Nowadays, we say, love is merely an emotion. It surely has nothing to do with how I think about life, the universe and everything. – caritas may have something to do with my God, but how? We moderns have learned a lot about how people are made up through so many secular studies of humanity, and I think one of the primary lessons is the notion of the wholeness of the person, the Gestalt. – We are more than the sum of our parts. We have realised that emotions do ground us in experience and our intellect helps us understand just what it is we have undergone. Paul is right, saying to his friends in Thessalonica that their bond founded in Christ and developed in their tending one another in their fields of experience has brought this profound joy to him and he must give them back something, and if anything is missing in their faith which they developed together, then he is the first to make amends. He obviously feels that he is obliged to make their joy complete as they have done for him. What can give more profound joy than faith?
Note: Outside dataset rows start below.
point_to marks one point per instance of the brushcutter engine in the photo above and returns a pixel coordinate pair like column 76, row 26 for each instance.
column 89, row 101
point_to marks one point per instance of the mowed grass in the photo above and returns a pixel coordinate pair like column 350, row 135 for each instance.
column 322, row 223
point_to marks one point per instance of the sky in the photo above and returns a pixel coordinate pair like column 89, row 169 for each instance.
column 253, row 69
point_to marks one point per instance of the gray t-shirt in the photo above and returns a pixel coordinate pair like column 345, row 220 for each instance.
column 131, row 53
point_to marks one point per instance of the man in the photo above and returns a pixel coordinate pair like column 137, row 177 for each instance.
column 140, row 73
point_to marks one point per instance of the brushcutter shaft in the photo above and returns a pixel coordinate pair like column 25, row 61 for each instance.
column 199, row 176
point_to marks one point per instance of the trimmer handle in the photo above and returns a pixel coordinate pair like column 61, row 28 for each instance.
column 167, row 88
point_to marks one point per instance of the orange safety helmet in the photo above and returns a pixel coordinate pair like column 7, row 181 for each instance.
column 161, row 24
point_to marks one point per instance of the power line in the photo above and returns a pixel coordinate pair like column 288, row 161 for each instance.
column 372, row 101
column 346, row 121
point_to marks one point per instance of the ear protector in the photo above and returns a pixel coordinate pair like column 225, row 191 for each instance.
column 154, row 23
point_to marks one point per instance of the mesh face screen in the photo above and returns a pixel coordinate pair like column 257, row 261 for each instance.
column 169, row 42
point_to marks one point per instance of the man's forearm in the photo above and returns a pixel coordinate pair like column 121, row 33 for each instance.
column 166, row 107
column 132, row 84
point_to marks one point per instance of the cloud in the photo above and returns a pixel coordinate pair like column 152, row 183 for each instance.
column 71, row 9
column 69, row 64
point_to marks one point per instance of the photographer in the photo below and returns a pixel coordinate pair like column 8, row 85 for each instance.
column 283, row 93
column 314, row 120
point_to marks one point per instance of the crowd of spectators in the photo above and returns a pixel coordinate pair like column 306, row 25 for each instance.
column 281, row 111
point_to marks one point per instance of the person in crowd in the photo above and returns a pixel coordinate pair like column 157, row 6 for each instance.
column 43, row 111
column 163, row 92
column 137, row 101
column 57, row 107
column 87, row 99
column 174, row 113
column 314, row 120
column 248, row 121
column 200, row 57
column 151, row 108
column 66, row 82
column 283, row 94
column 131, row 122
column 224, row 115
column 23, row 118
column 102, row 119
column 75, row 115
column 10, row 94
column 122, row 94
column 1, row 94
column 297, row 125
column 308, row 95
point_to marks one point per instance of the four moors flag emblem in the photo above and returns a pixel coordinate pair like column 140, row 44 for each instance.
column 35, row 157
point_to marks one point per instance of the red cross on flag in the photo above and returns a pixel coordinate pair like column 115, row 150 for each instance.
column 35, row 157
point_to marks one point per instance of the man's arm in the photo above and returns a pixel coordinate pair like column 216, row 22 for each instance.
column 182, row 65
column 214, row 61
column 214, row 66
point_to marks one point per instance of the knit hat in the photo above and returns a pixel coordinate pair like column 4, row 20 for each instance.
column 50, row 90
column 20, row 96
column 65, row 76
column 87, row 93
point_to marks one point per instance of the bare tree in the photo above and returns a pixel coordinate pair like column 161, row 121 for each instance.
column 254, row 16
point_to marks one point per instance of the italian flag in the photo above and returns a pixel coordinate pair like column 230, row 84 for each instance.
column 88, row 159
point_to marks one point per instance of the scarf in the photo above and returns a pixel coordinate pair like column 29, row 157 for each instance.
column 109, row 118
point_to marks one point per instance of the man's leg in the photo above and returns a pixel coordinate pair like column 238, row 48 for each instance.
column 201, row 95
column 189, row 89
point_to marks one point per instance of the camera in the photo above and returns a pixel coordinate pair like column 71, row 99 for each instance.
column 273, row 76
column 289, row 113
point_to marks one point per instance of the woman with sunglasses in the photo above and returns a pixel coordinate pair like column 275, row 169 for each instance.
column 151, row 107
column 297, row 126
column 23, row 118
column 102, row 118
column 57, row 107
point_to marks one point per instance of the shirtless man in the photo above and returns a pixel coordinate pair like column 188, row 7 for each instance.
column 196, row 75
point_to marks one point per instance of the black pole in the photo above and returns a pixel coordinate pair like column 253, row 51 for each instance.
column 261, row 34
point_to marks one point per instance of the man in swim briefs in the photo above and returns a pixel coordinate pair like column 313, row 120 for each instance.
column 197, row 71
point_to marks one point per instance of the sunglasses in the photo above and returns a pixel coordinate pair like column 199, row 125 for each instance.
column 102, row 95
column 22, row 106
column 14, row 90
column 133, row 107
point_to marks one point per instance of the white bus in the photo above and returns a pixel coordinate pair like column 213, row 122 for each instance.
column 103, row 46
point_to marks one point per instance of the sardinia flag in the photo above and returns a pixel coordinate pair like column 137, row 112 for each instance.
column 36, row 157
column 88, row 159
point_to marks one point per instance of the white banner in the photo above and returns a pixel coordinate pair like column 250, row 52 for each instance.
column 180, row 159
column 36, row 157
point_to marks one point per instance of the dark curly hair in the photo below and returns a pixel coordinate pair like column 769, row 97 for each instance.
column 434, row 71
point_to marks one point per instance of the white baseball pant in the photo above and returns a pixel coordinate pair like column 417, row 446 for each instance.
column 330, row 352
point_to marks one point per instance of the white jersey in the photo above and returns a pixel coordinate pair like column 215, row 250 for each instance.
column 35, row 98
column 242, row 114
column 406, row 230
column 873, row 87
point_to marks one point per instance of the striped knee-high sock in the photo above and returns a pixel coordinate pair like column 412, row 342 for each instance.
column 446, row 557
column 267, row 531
I have coined the phrase “theological imperative” from the philosopher in part. He uses “imperative” in terms of moral action, the basis of ethics. My phrase points to the very basis of our lives, something even deeper than our quest to lead the philosopher’s moral life. I think the theological imperative compels us through the whole of life, that ultimately everything stems from it. It determines just what we are because we are always responding to it.

How well we do is another story. “If we say we have no sin, …” as the evangelist John warns in his first epistle. The more aware we are of our failure, our sin, our guilt, the more we are engaged in our lives, that fullness of life Jesus promised. Hence Paul writes as he does to the Thessalonians and each and every letter we write (whether it is putting pen to paper or finger to ipad screen) should reflect this. We live very differently from the secular world as our understanding of Advent shows. The whole point of our lives is about the love we share, not the deals we do. Paul prays that God will strengthen their hearts in holiness. That blamelessness is a very different thing for Paul than for the people who are outside of the community. Paul’s blameless heart is pure – it is holy – a quality the world does not recognise, but we have to be ever vigilant to ensure.

This vigilance is the task of Advent – to be found prepared and waiting like the wise virgins at the door waiting for their master to arrive. We are expecting the second coming, aren’t we? I hope we expect the powerful presence of the Lord in the very next minute of our love.